According to the documents, the flaws could allow a malicious actor to execute code on a remote iOS device through a “malformed” iMessage. The victim wouldn’t need to do anything special to allow the code to run — opening and viewing the message is enough.
Project Zero researchers Natalie Silvanovich and Samuel Groß uncovered the bugs and published technical details and proof-of-concept code that shows how someone could exploit the flaws.
The first four bugs, CVE-2019-8641, CVE-2019-8647, CVE-2019-8660 and CVE-2019-8662, all rely on iMessage to execute code. While Apple patched all four in the iOS 12.4 update, the researchers said the 8641 flaw is still unresolved. As such, Silvanovich chose not to publish details regarding that bug.
The fifth and sixth bugs, CVE-2019-8624 and CVE-2019-8646, allow attackers to leak data from the target device’s memory and remotely read files from a device. Again, both require no interaction from the victim.
If you haven’t already, now would be a great time to update to iOS 12.4 to protect yourself against these exploits.
Silvanovich will host a presentation about the vulnerabilities at the Black Hat security conference in Las Vegas next week, where it’s likely to garner a lot of attention.
According to ZDNet, ‘no-user-interaction’ iOS bugs like this typically can be found in the hands of exploit vendors and the makers of legal intercept tools and surveillance software. No-interaction bugs are highly sought-after, as they allow undetected access to a victim’s device.
Further, security flaws like this could sell for over $1 million USD (roughly $1.3 million CAD) on the exploit market, based on a price chart published by Zerodium.
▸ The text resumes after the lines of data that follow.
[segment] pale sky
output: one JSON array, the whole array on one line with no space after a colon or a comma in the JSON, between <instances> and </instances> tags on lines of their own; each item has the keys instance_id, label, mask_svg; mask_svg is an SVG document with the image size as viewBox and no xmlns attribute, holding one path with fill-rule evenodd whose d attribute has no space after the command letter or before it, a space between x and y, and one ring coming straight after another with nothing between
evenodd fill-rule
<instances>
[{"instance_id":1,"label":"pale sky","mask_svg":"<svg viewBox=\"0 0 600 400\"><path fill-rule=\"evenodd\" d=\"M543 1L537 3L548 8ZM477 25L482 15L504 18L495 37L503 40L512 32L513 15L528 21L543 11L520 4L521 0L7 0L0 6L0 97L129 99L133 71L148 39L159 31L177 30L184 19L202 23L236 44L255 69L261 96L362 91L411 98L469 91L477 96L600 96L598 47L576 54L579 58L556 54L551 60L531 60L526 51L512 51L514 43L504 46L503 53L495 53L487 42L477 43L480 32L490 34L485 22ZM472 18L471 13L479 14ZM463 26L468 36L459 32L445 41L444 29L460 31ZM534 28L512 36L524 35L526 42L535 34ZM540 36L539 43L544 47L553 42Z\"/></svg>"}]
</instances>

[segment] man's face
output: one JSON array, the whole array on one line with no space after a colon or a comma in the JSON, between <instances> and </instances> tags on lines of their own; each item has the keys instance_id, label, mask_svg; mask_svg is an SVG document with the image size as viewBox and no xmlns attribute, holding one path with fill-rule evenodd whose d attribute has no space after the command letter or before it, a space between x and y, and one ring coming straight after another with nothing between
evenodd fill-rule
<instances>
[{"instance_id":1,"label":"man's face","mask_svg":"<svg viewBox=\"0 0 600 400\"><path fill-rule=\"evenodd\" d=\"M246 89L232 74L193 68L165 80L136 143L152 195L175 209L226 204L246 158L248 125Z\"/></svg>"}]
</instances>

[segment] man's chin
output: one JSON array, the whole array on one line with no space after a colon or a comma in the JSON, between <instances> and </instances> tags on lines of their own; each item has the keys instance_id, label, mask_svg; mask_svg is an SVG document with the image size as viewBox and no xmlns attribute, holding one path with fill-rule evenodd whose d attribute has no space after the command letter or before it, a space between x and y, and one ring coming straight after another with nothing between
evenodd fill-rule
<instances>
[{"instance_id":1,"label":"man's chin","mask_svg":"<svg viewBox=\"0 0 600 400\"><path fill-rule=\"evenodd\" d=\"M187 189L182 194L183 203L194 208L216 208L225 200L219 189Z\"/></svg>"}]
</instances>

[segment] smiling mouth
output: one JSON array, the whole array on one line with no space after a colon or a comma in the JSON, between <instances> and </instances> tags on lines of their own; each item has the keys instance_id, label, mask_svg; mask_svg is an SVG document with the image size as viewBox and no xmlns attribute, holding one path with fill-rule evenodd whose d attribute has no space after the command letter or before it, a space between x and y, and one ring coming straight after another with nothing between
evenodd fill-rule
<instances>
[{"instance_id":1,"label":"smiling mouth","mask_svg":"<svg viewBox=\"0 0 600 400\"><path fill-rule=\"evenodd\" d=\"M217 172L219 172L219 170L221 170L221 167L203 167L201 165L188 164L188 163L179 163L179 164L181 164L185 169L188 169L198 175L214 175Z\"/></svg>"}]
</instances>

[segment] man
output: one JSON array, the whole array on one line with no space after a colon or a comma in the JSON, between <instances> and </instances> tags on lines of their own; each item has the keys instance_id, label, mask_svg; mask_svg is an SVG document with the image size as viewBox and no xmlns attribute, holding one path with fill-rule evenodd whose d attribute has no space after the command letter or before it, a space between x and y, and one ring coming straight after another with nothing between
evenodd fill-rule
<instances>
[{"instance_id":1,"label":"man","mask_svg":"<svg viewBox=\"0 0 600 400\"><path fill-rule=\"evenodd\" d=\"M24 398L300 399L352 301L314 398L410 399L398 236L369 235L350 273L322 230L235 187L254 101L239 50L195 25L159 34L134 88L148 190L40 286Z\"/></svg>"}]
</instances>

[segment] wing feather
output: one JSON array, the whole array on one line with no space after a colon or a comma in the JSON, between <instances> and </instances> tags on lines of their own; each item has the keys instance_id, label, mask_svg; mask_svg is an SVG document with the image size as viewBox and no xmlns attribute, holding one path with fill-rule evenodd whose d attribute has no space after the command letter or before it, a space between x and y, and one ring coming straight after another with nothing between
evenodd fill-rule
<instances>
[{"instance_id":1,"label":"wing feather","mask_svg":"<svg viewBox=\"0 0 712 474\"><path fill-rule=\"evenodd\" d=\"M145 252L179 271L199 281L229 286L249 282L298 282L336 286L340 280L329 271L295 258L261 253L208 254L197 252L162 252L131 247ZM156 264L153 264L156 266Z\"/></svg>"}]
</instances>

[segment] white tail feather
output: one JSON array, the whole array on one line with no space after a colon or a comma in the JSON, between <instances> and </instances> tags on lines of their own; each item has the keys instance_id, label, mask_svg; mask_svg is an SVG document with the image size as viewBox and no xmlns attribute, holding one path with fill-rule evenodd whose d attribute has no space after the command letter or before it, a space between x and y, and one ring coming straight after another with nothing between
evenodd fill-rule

With that in mind, it’s safe to say Silvanovich published details on exploits totalling over $5 million USD (about
$6.5 million CAD) and likely worth as much as $10 million USD (approximately $13 million CAD).
Exploit vendor Crowdfense told ZDNet iOS flaws like these could be worth as much as $2 million to $4 million USD, for a total value upwards of $24 million USD (about $31.5 million CAD).